CBC et RC éliminent environ 240 emplois

Photo: Jacques Nadeau Le evoir

Le diffuseur public poursuit sa grande saignée. Le service français Radio-Canada (RC) abolit une centaine de postes et promet d’en créer une dizaine de nouveaux. Le service anglais CBC en retranche 144 et annonce du même souffle que 80 nouvelles fonctions apparaîtront dans les services en ligne.

La direction a annoncé la compression par lettre jeudi. Dans sa propre note, le vice-président principal des services français de CBC/Radio-Canada, Louis Lalande, lie la mesure radicale à la « transition numérique » et à la « volonté de construire un nouveau modèle financier plus durable ». Ces deux intentions découlent du plan stratégique « Un espace pour tous » déposé en juin 2014.

Isabelle Montpetit, présidente du Syndicat des communications de RC, trouve déplorables ces décisions dans le contexte préélectoral canadien. « Des élections s’en viennent bientôt et tous les partis, sauf les conservateurs, se sont prononcés pour augmenter le financement de RC et la direction impose des changements irréversibles, dit-elle. Je trouve ça choquant. » Son syndicat représente environ le quart des postes abolis au service français.

Concrètement, à l’échelle des services français, la mesure se traduit par l’abolition d’« environ » 80 postes occupés et l’élimination d’une « vingtaine » d’autres regroupant des emplois vacants et des départs à la retraite. Pour l’instant, RC divulgue la création d’une seule nouvelle job dans les services francophones liés aux plateformes numériques. Les documents distribués jeudi en promettent une dizaine d’autres à venir.

« Les gens mis à pied devront postuler pour les nouveaux postes, dit la présidente du syndicat. On aurait pu faire des programmes de formation pour négocier le virage. »

Les réseaux hors Québec semblent les plus touchés, avec 56 mises à pied au total, dont 15 en Ontario (hormis Ottawa-Gatineau), 6 au Manitoba, 10 à Moncton, etc. « Au niveau régional, nous voulons maintenir notre présence géographique partout au pays en nous engageant à offrir une programmation locale, mais à moindre coût », dit le v.p.
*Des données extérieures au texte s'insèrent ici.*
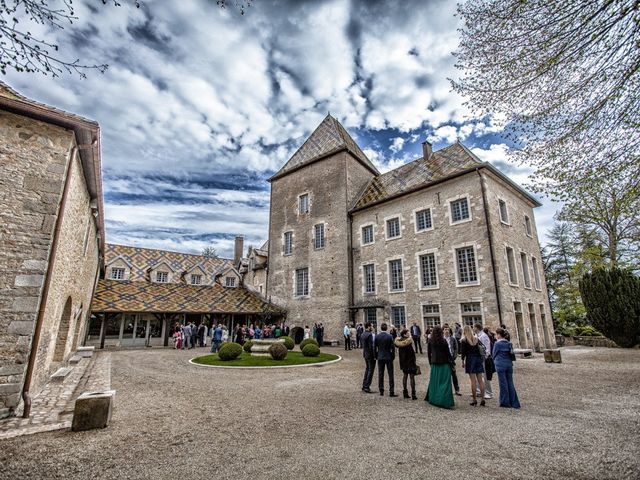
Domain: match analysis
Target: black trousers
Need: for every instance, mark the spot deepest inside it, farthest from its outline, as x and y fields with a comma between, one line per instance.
x=370, y=367
x=381, y=366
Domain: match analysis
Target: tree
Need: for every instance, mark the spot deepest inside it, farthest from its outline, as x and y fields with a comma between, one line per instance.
x=21, y=51
x=612, y=301
x=209, y=252
x=566, y=77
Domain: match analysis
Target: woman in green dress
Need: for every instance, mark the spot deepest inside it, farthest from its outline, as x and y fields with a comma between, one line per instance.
x=439, y=392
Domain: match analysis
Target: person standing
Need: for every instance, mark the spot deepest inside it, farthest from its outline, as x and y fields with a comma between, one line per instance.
x=488, y=361
x=386, y=354
x=473, y=363
x=346, y=333
x=415, y=335
x=439, y=392
x=369, y=354
x=502, y=357
x=407, y=358
x=452, y=343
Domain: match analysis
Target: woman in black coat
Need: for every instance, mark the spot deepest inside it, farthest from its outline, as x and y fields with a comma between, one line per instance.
x=407, y=357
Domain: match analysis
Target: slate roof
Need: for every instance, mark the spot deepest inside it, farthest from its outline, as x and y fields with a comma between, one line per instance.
x=134, y=297
x=142, y=259
x=329, y=137
x=444, y=163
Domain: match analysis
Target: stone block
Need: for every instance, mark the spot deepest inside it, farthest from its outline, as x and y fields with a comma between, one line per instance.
x=93, y=410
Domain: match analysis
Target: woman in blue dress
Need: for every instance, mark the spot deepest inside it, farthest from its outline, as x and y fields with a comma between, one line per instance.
x=502, y=351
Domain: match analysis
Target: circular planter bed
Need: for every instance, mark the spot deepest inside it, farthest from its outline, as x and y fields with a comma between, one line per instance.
x=246, y=360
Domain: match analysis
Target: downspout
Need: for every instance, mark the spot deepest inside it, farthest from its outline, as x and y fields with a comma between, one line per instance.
x=491, y=252
x=45, y=292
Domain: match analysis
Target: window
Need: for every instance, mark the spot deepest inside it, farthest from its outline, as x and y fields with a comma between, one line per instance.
x=288, y=243
x=367, y=235
x=459, y=210
x=431, y=315
x=303, y=203
x=117, y=273
x=318, y=236
x=369, y=278
x=527, y=226
x=536, y=272
x=393, y=227
x=466, y=260
x=525, y=270
x=428, y=273
x=504, y=215
x=471, y=313
x=302, y=282
x=398, y=317
x=511, y=263
x=423, y=220
x=371, y=315
x=396, y=279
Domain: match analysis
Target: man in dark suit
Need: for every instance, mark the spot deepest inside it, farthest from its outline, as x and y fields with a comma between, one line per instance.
x=415, y=335
x=369, y=354
x=386, y=353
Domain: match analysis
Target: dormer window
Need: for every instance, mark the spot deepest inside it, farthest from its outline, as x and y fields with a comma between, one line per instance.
x=162, y=277
x=117, y=274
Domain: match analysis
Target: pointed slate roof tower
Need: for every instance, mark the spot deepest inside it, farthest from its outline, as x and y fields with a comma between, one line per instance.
x=328, y=138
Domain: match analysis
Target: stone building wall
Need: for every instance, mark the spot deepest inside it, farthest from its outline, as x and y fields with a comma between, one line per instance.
x=442, y=239
x=332, y=184
x=535, y=329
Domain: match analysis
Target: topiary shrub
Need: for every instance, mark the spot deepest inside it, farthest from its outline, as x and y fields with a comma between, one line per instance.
x=288, y=342
x=278, y=351
x=308, y=341
x=311, y=350
x=230, y=351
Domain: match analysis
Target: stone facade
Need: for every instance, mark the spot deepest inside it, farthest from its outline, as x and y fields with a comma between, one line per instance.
x=37, y=157
x=345, y=195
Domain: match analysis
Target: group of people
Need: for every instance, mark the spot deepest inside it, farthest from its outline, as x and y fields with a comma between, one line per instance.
x=482, y=352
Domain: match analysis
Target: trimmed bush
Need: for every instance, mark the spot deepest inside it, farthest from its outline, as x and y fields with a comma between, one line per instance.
x=278, y=351
x=311, y=350
x=230, y=351
x=308, y=341
x=288, y=342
Lalande dans une note diffusée en après-midi. Les bulletins régionaux passeront d’une heure à trente minutes.

ICI Musique perd dix postes. Les émissions À ciel ouvert (animée par Michel Keable) et Tout un cinéma (de Rémy Girard) ne reviendront pas à l’automne. Florence K changera de collaboration et François Dompierre diminuera la sienne. Les soirées classiques s’allongeront jusqu’au jeudi.

Une trentaine d’emplois disparaissent dans l’administration, notamment aux finances, à l’information et aux services numériques. Montréal perd une vingtaine de personnes et ne remplacera pas quinze fonctions vacantes.

Les compressions à la CBC seront réparties partout au pays. On en compte 7 à Terre-Neuve, 11 en Nouvelle-Écosse, 9 au Québec, 30 en Ontario, 37 en Alberta, etc. Le détail des disparitions, de service en service, sera expliqué dans les prochains mois.

Le plan « Un espace pour tous » dévoilé en juin 2014 prévoit une réduction des effectifs de 1000 à 1500 postes d’ici 2020. Quelque 400 suppressions décidées en octobre faisaient partie de la première vague liée à cette mutation. La seconde vague en rajoute donc environ 240 autres à la CBC/RC, qui compte encore plus de 7000 employés.